Simultaneous knockout of VITAMIN C DEFECTIVE 2 and 3 exacerbates ascorbate deficiency and light stress sensitivity.

Light-dependent activation of ascorbate biosynthesis is essential for accumulating ascorbate to mitigate photooxidative stress. The VTC2 and VTC3 genes play key roles in this process: VTC2 encodes GDP-L-galactose phosphorylase (GGP), the rate-limiting enzyme in ascorbate biosynthesis, and VTC3 encodes a putative protein kinase/phosphatase with an unknown function.

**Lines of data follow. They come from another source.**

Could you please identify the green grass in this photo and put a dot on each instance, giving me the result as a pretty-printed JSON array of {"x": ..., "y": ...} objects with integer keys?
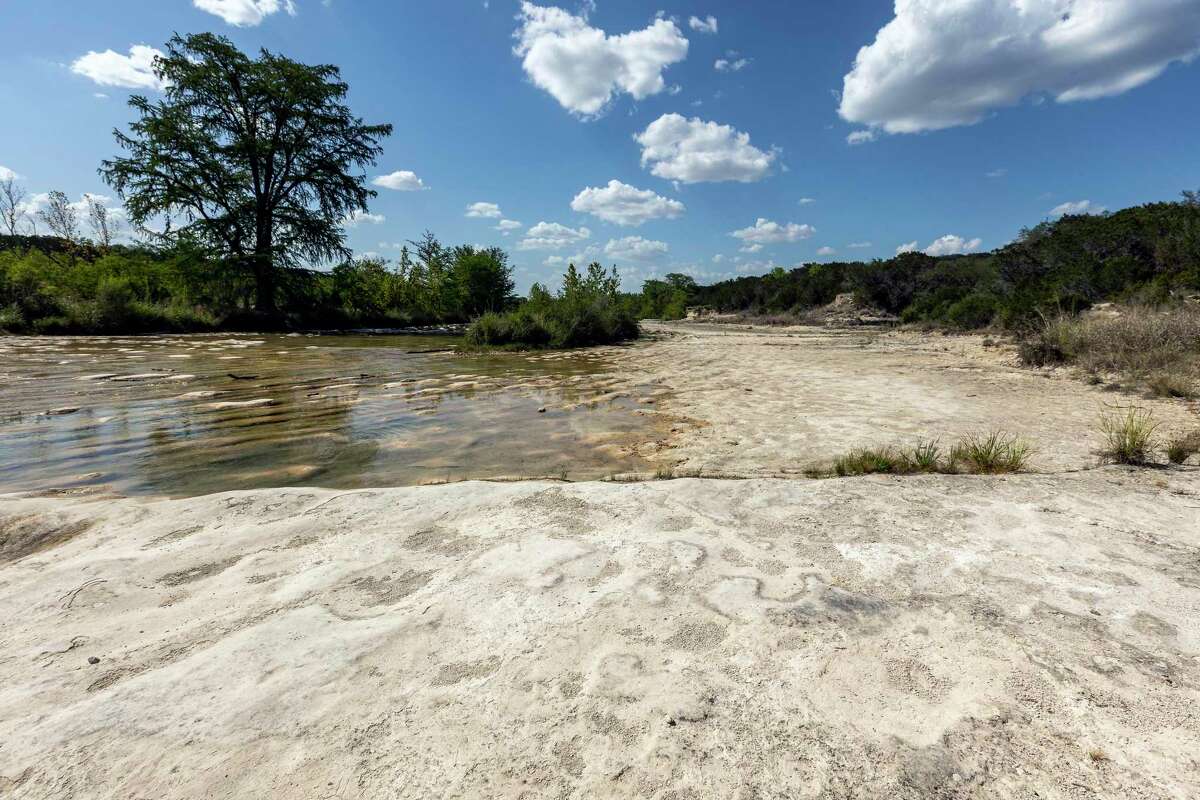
[
  {"x": 1129, "y": 435},
  {"x": 990, "y": 453}
]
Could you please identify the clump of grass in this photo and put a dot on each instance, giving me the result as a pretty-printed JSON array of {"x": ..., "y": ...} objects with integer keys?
[
  {"x": 1170, "y": 383},
  {"x": 1180, "y": 449},
  {"x": 1129, "y": 435},
  {"x": 991, "y": 453},
  {"x": 1139, "y": 342}
]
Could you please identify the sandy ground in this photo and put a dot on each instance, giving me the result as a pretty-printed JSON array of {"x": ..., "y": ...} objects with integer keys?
[
  {"x": 777, "y": 401},
  {"x": 1035, "y": 636}
]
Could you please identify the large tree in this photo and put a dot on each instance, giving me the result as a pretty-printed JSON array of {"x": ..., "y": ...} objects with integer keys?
[{"x": 257, "y": 160}]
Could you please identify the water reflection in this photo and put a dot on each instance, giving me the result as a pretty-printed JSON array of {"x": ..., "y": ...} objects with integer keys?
[{"x": 196, "y": 414}]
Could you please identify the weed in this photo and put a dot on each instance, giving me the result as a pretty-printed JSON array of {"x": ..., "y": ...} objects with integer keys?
[
  {"x": 1129, "y": 435},
  {"x": 991, "y": 453}
]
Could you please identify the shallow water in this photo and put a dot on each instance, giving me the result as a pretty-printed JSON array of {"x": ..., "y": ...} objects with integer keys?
[{"x": 185, "y": 415}]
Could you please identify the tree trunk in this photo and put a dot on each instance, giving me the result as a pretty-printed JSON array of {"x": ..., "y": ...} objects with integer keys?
[{"x": 264, "y": 268}]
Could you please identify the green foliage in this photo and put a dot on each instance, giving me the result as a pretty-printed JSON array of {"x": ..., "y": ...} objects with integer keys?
[
  {"x": 1129, "y": 435},
  {"x": 587, "y": 311},
  {"x": 127, "y": 289},
  {"x": 253, "y": 160},
  {"x": 1147, "y": 253},
  {"x": 990, "y": 453}
]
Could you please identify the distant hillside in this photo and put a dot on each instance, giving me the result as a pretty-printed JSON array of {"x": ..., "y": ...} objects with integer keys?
[{"x": 1147, "y": 253}]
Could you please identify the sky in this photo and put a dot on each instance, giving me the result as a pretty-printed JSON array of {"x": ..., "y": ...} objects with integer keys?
[{"x": 711, "y": 137}]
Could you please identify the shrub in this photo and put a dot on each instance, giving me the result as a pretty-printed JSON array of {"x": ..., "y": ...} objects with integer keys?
[
  {"x": 1181, "y": 449},
  {"x": 1129, "y": 435},
  {"x": 588, "y": 311}
]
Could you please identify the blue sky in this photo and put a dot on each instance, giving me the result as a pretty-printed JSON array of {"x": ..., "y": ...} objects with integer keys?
[{"x": 975, "y": 118}]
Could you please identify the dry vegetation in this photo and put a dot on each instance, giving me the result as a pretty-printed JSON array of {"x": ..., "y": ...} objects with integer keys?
[{"x": 1156, "y": 348}]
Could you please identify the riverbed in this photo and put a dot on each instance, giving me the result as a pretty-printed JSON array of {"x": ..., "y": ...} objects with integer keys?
[{"x": 189, "y": 415}]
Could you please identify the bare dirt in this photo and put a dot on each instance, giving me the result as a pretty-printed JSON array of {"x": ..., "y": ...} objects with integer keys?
[{"x": 881, "y": 637}]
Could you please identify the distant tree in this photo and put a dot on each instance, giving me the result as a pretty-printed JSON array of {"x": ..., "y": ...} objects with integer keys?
[
  {"x": 105, "y": 227},
  {"x": 12, "y": 206},
  {"x": 484, "y": 280},
  {"x": 681, "y": 281},
  {"x": 255, "y": 158},
  {"x": 60, "y": 217}
]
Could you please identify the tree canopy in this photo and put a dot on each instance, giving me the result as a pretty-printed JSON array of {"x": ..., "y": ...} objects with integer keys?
[{"x": 256, "y": 160}]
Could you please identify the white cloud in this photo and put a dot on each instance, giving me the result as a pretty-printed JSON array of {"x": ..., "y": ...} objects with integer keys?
[
  {"x": 625, "y": 205},
  {"x": 952, "y": 245},
  {"x": 552, "y": 235},
  {"x": 941, "y": 64},
  {"x": 401, "y": 180},
  {"x": 111, "y": 68},
  {"x": 245, "y": 12},
  {"x": 1074, "y": 209},
  {"x": 693, "y": 151},
  {"x": 489, "y": 210},
  {"x": 765, "y": 232},
  {"x": 582, "y": 67},
  {"x": 363, "y": 217},
  {"x": 726, "y": 65},
  {"x": 635, "y": 248}
]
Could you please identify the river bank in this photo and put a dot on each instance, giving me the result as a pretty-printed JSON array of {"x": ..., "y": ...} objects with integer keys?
[{"x": 943, "y": 636}]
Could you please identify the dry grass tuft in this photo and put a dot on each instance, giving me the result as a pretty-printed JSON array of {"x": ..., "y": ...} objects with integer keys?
[
  {"x": 1161, "y": 347},
  {"x": 991, "y": 453},
  {"x": 1129, "y": 435}
]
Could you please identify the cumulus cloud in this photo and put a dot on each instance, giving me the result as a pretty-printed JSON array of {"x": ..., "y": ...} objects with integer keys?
[
  {"x": 401, "y": 180},
  {"x": 583, "y": 68},
  {"x": 625, "y": 205},
  {"x": 1074, "y": 209},
  {"x": 111, "y": 68},
  {"x": 635, "y": 248},
  {"x": 691, "y": 151},
  {"x": 245, "y": 13},
  {"x": 363, "y": 217},
  {"x": 765, "y": 232},
  {"x": 552, "y": 235},
  {"x": 861, "y": 137},
  {"x": 489, "y": 210},
  {"x": 939, "y": 64},
  {"x": 952, "y": 245}
]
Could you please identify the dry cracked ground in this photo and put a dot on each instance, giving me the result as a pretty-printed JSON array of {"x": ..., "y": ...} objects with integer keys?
[{"x": 1031, "y": 636}]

Here, we investigated their functional and genetic relationship. In vtc3 mutants, VTC2 transcription and GGP activity were slightly enhanced, suggesting that VTC3 is not required for VTC2 expression. Additionally, the vtc3 mutation had negligible effects on the transcriptome and the activity of enzymes involved in ascorbate redox cycle regulation, narrowing down the possible roles of VTC3 in ascorbate biosynthesis. Under low-light conditions, ascorbate levels were lower in vtc2 than in vtc3 mutants, but vtc2 retained the ability to increase ascorbate levels under high-light stress, unlike vtc3. The simultaneous knockout of VTC2 and VTC3 further reduced ascorbate levels compared to single mutants and severely impaired light stress-induced ascorbate accumulation, resulting in impaired non-photochemical quenching and enhanced photooxidative damage. These findings highlight the additive effects of VTC2 and VTC3 on ascorbate biosynthesis and stress tolerance. The vtc2 vtc3 double mutants provide a valuable model for further elucidating the physiological roles of ascorbate in plants.